The goal isn’t so much to develop visual ideas is it is to use a process to interpret, understand, and generate new knowledge in ways that are unavailable through other disciplines. Design was born out of a response to develop more humane technology, but it is expanding into a field of practice and knowledge generation.

While there are currently no other undergraduate degrees at liberal arts colleges there are a number of graduate degrees within multidisciplinary programs like the Design School at Stanford or the Entertainment and Technology Center at Carnegie Mellon.

But what would the classes in the major look like? (If you really, really hate economics, or the classes aren’t offered, you could probably substitute the economics portion with psychology, instead.)

Introductory Classes:
(ARTS) Introduction to Sculpture
(ARTS) Observation Drawing
(ECON) Introduction to Microeconomics

Intermediate Classes:
(MATH) Probability
(CS) Data Structures
(CS) Program Design
(ENGL/HIST/ANTH) 2 200-level Humanities Courses

Methodology Class:
(ECON) Experimental Economics or Behavioral Economics

Expert Classes:

(MATH)Topics and Probability and Statistics: Stochastic Processes or Topics in Probability
(HIST) History 395
(ARTS) 1 300 Level Art Course

The two introductory art courses are meant to help students learn to sketch and thinking visually while the economics course is to increase students’ understanding of human processes as being able to be understood through data sets and logic. The mid level classes focus on incorporating further logic practices with math and computer science while the humanities courses are included to help develop the ideas that these systems are being fundamentally created for humans and to increase human agency.

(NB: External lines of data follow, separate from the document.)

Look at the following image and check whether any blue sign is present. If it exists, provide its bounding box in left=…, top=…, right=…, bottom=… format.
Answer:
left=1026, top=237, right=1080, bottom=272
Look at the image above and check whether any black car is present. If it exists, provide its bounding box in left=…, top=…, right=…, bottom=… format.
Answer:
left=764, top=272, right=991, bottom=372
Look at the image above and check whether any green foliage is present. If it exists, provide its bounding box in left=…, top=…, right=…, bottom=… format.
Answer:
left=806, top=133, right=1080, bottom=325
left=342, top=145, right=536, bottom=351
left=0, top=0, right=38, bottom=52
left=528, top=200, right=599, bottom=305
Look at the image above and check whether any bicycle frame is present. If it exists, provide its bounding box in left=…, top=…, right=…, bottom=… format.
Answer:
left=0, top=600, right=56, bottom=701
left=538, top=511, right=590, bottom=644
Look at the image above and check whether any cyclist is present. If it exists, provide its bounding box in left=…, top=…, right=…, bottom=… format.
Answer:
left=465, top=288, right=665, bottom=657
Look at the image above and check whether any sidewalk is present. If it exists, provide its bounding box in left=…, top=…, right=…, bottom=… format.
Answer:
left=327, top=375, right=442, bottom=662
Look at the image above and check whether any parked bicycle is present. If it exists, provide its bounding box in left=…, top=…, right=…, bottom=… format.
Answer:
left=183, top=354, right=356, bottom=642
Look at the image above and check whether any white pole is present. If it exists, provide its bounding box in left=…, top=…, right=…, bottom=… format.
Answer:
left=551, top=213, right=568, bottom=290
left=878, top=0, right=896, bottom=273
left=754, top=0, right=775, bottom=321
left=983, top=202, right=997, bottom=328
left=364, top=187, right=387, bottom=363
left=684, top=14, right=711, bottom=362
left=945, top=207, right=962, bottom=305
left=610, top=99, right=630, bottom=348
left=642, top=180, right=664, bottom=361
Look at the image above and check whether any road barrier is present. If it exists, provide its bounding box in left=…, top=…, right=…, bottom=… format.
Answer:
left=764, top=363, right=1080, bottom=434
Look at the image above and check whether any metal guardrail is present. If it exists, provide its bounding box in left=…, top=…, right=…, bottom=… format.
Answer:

The methodologies course (either behavioral or experimental economics) allows for further practice in running experiments that manipulate human behavior through rules and systems. Finally, the 300 level courses are each present as a different pillar of design: statistical, visual, and humanistic thinking.

The goal of the comps would be to integrate these three types of reasoning into a unified process. The student would focus on an area of Carleton (or a problem with American society more broadly) and “redesign it.” They would conduct research, ideate, prototype, test, and iterate within the confines of a term. The goal would be towards creating a final product, process, or even company that would be presented to an audience as a potential solution to the selected problem. The student would have to defend their solution both based on the process they used but also based on the context they were employing their solution within. The student must not only argue whether or not their solution is “better” but also look how it fits, what are the costs and what it means as a shift in society.

For potential advisors, I don’t want to call out any specific professors, as that would be unfair. However, I will say that professors who are particularly interested in visualization, processes, and multidisciplinary ideas will probably be the most useful professors. This part can be the most challenging, especially since the major is so incredibly different. However, coming prepared with reasoning is important when proposing an idea to a potential advisor. Respect their time by coming prepared and being able to answer a fair number of their questions. I have made the mistake of not coming prepared before, not the most fun hour of my life.

The act of designing is not just a form of project management. It is a form of knowledge generation as well as knowledge application. By working through a design process, ways of seeing the world change, things like relationships between disciplines, ideas about theory and practice, and ways of re-imagining social contexts emerge that is not just technically deep, but also philosophically broad in the liberal arts tradition.

While most readers (if not all) readers will probably not use this article to develop their own special major, I hope I have at least shown that it is possible (though challenging) for significantly interdisciplinary majors to exist within Carleton’s current rules and regulations.